Vidas de mentira, muertes de verdad




Bright lights, la película sobre la relación de Carrie Fisher con su madre y que HBO exhibió el lunes pasado, sin ser gran cosa en términos de cine documental, deja en claro al menos dos cosas. La primera, la más obvia y feroz, es que Hollywood no es un buen lugar para criar niños: son tantas sus trampas y falsificaciones que el riesgo de fabricar vidas lastimadas es demasiado alto. La segunda es que, a pesar de todas las distorsiones y engaños, al final las verdades de la vida siempre son más fuertes y terminan imponiéndose.

Como hija de Debbie Reynolds y Eddie Fisher, Carrie, la célebre princesa Leia de las tres primeras entregas de la serie La guerra de las galaxias, fue parte de la nobleza hollywoodense en los tramos finales del "star system". Su casa prácticamente fueron los estudios de MGM, la factoría de la cual salieron piezas definitivas y gloriosas del optimismo estadounidense preadánico, y hubo un momento en que su madre fue la quintaesencia de la chica encantadora, risueña y divertida.
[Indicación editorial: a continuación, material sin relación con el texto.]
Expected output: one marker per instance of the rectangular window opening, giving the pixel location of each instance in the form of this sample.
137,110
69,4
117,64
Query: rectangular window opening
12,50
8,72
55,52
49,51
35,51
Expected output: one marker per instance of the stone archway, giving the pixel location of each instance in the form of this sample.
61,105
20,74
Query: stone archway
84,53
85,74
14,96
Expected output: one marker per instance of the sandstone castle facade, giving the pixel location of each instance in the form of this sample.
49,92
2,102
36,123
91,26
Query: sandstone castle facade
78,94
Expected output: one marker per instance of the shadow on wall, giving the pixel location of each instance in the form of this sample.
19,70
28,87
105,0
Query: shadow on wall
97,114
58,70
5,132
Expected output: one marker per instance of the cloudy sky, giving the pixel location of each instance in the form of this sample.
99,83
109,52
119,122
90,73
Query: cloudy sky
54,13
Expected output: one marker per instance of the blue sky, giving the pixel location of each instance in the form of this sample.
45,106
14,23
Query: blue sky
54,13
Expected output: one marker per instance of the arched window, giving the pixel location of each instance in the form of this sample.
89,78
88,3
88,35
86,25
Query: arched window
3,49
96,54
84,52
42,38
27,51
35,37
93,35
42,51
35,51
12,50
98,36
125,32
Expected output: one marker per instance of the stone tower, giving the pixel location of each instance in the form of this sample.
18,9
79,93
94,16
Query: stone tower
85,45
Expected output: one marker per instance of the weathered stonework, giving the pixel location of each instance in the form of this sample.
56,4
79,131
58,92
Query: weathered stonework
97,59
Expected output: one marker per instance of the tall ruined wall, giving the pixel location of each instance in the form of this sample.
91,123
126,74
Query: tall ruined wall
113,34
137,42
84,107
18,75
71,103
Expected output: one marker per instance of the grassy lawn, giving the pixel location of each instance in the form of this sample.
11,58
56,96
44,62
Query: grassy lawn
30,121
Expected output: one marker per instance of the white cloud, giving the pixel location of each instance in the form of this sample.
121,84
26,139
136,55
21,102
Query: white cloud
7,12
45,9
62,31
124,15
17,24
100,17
Era bonita, sin duda. Pero también mucho más que bonita, porque sus películas la mostraban, antes que deseable, perfecta. Perfecta en energía, en generosidad y buena onda. Y perfecta en sonrisa, además. La suya era aún más simétrica, impecable y perpetua que la de Doris Day. Ideal para el cine musical -de hecho actuó en Cantando bajo la lluvia, una de las mejores películas de todos los tiempos- pero también para las cintas con que la industria de esa época tributaba a la entretención -siempre blanca, siempre sana- de la familia americana.

Debe haber sido devastador para ella y traumático para sus niños que muy temprano el diablo haya metido la cola. Ocurrió cuando el marido abandona la casa y se va con Elizabeth Taylor. Fue la primera alerta de disruptiva de bajeza y dolor en la burbuja de la eterna felicidad. Pero ya era tarde para cambiar: los roles estaban asignados y Debbie Reynolds de hecho continuó siendo un icono de perfección por mucho que su propia vida y la de sus hijos refutaran el concepto de plenitud. Carrie Fisher, que fue una mujer loca, bipolar, pero extremadamente inteligente, se salvó en parte porque se dio cuenta temprano del engaño que atrapó a su mamá de por vida. Se salvó también porque hizo otras cosas: escribió novelas sagaces, hizo monólogos despiadados sobre sus adicciones e introdujo reservas de cordura en esa familia que eludía la realidad, entre otras cosas porque era demasiado doloroso enfrentarla.

El documental de HBO es revelador. En el fondo es una reflexión sobre las falsificaciones del cine no muy distinta a la de El ocaso de una vida, la obra maestra de Billy Wilder con Gloria Swanson. También flota en estas imágenes la idea de que para ensoñar a sus audiencias la industria sacrificó a sus ídolos, convirtiéndolos en fetiches mórbidos y en imágenes patológicas de lo que no eran.

La parte más definitiva de Bright lights no alcanzó a filmarse porque vino después, y es que no obstante todas las imposturas y falsificaciones del medio, no obstante la orquídea plástica algo patética en que Debbie Reynolds terminó convertida, la verdad de los sentimientos igual terminó saliendo a flote. Por distorsionada y posesiva que fuera, algo duro, noble e irreductible tiene que haber habido en esa relación. De otro modo no se explica que la madre haya muerto al día siguiente que su hija. Nadie podría decir que un desenlace así era parte del show.